In my last post, I wrote about how the brain handles danger. When we sense danger, we become less creative, more prone to seeing the world as black and white, and we don’t engage our conscious brain as thoroughly as we should. Our brains evolved this way in small groups over thousands of years because it helped us survive in a dangerous and unpredictable world. Today, however, technology and society have changed the human experience and the danger we face is no longer the same. But nevertheless, our brain still holds on to its evolved danger response.
In The Coaching Habit, Michael Bungay Stanier explains that we are biased toward danger thinking. Our brain approaches new situations with our danger sensors turned up. As Bungay Stanier writes, “In other words, if you’re not sure about a situation, you’ll default to reading it as unsafe. And start backing away.”
As in the last post, I don’t want to focus for what this means for ourselves directly. I would rather look at how recognizing this should change the way we with those whom we work with, live with, and encounter on a daily basis. In any given situation that is slightly unfamiliar, we are going to default to danger thinking. By focusing on others and understanding the danger that everyone has evolved to feel when taking new steps and taking risks, we can work to better support them and help create an environment that is less dangerous.

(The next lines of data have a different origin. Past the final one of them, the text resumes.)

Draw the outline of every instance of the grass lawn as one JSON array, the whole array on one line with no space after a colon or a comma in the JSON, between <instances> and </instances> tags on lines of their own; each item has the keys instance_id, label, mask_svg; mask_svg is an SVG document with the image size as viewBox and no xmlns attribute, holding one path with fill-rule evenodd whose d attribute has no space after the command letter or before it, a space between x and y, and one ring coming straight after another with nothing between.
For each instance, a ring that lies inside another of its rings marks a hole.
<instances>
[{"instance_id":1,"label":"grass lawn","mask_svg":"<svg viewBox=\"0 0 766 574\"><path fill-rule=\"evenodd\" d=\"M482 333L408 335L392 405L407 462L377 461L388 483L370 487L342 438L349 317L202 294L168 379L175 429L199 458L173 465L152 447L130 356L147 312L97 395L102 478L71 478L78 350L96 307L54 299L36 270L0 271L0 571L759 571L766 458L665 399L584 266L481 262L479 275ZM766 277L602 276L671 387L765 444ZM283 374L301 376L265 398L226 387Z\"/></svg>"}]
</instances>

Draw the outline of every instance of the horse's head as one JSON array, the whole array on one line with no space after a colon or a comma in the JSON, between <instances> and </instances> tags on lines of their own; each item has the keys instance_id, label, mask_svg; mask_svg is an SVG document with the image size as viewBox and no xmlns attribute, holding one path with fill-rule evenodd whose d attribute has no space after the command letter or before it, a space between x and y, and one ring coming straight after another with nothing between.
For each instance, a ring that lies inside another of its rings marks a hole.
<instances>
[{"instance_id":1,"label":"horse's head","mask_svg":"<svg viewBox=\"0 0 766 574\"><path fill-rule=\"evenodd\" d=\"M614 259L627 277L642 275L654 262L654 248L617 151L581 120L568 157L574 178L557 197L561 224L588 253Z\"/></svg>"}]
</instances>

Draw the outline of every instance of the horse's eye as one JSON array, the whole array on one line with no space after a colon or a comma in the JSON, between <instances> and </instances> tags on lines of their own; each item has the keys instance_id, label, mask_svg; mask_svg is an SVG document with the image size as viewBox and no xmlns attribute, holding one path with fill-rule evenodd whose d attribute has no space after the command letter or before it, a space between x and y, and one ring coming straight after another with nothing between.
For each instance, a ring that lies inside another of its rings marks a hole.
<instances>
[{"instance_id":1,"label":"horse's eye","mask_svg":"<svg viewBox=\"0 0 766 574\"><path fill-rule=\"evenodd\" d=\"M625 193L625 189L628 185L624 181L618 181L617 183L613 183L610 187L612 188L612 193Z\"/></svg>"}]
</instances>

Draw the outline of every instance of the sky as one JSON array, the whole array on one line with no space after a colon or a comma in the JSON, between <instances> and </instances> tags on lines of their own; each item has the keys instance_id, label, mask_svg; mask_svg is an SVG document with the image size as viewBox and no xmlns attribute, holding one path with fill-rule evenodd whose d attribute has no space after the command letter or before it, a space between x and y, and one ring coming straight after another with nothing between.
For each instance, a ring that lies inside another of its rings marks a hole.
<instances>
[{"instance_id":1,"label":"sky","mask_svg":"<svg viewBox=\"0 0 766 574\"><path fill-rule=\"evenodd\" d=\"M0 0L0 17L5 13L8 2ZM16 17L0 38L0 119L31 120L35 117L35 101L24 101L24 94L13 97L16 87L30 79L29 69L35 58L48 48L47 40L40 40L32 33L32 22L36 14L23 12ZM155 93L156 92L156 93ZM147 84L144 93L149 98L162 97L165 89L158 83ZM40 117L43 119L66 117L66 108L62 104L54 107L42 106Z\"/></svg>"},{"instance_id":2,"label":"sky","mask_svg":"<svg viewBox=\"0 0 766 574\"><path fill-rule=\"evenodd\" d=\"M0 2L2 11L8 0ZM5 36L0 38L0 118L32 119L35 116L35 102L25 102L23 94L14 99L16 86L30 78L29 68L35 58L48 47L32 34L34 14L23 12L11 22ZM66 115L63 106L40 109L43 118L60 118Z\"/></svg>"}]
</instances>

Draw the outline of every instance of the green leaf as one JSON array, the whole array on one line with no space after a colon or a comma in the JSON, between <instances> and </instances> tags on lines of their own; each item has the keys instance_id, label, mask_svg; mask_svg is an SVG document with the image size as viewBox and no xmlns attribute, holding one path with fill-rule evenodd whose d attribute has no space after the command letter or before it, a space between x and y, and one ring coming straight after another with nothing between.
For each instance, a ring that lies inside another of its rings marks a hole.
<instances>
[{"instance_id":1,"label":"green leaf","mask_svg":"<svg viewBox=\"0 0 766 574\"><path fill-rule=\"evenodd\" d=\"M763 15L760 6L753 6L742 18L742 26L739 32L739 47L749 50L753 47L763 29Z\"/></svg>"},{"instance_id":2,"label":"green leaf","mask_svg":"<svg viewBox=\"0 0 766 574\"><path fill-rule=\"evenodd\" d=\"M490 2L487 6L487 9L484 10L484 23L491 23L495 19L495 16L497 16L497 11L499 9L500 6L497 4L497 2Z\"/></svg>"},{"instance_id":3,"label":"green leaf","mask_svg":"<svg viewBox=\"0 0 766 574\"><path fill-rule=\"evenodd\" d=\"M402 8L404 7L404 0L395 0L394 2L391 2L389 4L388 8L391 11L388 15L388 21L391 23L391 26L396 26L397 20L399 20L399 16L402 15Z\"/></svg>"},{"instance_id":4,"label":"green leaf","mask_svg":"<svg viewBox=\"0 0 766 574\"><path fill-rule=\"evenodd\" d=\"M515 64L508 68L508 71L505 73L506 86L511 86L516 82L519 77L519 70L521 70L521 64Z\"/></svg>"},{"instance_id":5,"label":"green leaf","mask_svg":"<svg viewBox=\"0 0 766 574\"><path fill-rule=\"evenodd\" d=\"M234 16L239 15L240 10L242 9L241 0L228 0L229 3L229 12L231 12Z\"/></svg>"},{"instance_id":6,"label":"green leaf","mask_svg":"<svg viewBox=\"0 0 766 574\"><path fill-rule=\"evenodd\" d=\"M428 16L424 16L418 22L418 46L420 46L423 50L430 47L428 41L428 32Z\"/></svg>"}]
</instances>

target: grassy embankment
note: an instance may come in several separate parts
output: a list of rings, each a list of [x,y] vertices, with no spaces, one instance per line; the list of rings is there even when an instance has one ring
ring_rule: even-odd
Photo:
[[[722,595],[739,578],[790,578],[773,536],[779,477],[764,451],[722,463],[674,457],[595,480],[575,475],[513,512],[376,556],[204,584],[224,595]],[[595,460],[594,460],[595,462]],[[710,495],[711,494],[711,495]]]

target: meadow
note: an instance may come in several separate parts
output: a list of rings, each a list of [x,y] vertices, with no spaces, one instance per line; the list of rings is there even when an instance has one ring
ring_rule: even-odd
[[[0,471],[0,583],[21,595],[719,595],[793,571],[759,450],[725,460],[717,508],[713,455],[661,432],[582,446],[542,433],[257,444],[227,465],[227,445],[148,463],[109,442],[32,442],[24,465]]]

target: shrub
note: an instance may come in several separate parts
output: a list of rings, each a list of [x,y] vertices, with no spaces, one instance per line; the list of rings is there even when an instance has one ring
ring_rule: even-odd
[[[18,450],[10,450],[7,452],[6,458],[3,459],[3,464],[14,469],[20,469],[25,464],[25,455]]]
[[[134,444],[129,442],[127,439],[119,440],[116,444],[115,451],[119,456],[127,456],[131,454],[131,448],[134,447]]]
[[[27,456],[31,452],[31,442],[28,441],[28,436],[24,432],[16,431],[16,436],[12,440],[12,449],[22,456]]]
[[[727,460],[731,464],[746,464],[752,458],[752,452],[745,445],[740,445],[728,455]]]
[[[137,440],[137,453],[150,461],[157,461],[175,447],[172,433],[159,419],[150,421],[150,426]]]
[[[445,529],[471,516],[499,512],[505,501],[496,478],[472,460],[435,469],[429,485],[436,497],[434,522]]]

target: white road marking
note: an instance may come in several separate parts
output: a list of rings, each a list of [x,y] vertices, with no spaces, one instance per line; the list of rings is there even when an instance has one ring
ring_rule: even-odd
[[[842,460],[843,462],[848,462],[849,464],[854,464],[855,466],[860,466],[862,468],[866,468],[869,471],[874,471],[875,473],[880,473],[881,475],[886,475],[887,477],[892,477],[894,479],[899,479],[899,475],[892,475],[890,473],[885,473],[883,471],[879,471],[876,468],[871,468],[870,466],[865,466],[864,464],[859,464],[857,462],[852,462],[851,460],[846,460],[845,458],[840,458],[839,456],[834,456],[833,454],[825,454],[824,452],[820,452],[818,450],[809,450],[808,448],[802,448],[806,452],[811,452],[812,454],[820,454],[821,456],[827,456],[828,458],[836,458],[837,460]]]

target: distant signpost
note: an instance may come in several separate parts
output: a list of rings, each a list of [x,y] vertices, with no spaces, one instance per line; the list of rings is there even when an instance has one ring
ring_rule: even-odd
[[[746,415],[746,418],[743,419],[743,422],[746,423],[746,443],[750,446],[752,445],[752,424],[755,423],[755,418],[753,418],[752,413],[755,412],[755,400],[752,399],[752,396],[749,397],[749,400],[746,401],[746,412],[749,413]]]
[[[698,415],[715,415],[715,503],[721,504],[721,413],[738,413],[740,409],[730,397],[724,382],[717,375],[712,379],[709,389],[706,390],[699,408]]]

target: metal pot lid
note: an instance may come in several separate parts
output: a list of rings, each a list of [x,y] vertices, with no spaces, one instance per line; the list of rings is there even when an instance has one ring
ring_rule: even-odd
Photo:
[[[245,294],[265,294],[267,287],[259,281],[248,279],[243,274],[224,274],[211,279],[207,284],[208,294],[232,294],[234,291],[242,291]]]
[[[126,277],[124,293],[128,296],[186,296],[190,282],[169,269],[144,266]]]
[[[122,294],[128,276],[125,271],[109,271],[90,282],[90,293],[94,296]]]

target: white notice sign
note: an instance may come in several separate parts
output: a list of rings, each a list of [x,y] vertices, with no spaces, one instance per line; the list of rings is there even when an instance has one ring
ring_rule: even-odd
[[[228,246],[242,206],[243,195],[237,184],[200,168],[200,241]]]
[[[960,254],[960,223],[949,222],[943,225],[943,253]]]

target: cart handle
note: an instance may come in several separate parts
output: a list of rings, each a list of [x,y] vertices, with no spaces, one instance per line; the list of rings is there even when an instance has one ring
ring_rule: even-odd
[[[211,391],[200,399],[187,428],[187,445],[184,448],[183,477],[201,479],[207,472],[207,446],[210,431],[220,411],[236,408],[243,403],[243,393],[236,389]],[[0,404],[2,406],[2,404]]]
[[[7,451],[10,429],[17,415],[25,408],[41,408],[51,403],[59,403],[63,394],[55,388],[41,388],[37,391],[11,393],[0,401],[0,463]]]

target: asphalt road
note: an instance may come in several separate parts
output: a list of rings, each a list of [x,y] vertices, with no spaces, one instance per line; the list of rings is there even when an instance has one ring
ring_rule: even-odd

Within companies, our efforts to boost our egos and dominate a space to be the smartest, most capable, and most important member of the organization cause other people to feel danger. We increase the threat that they may feel and as a consequence, people begin backing away and stop thinking creatively. If instead, we focus on the best outcomes for the team and the company, and we try to minimize the danger and risk that other people experience, we can get more conscious and courageous thinking from the people around us, and ultimately we can have a better and more diverse organization that thinks in new and innovate ways. We can still create environments where competition helps push people to be their best and put forward their best ideas, but the space in which they take risks and put themselves forward needs to be safe to allow diverse views and opinions to be discussed and experimented with. Ultimately, we must take some ownership ourselves for the danger responses in other people, we cannot simply criticize another for feeling threatened and backing away. After all, our brains evolved for this to be our default. To be strong leaders and coaches, we must understand how the brain works and reacts to the world, and we must do our part daily to reduce the danger and threat that others feel and that we push out into the world.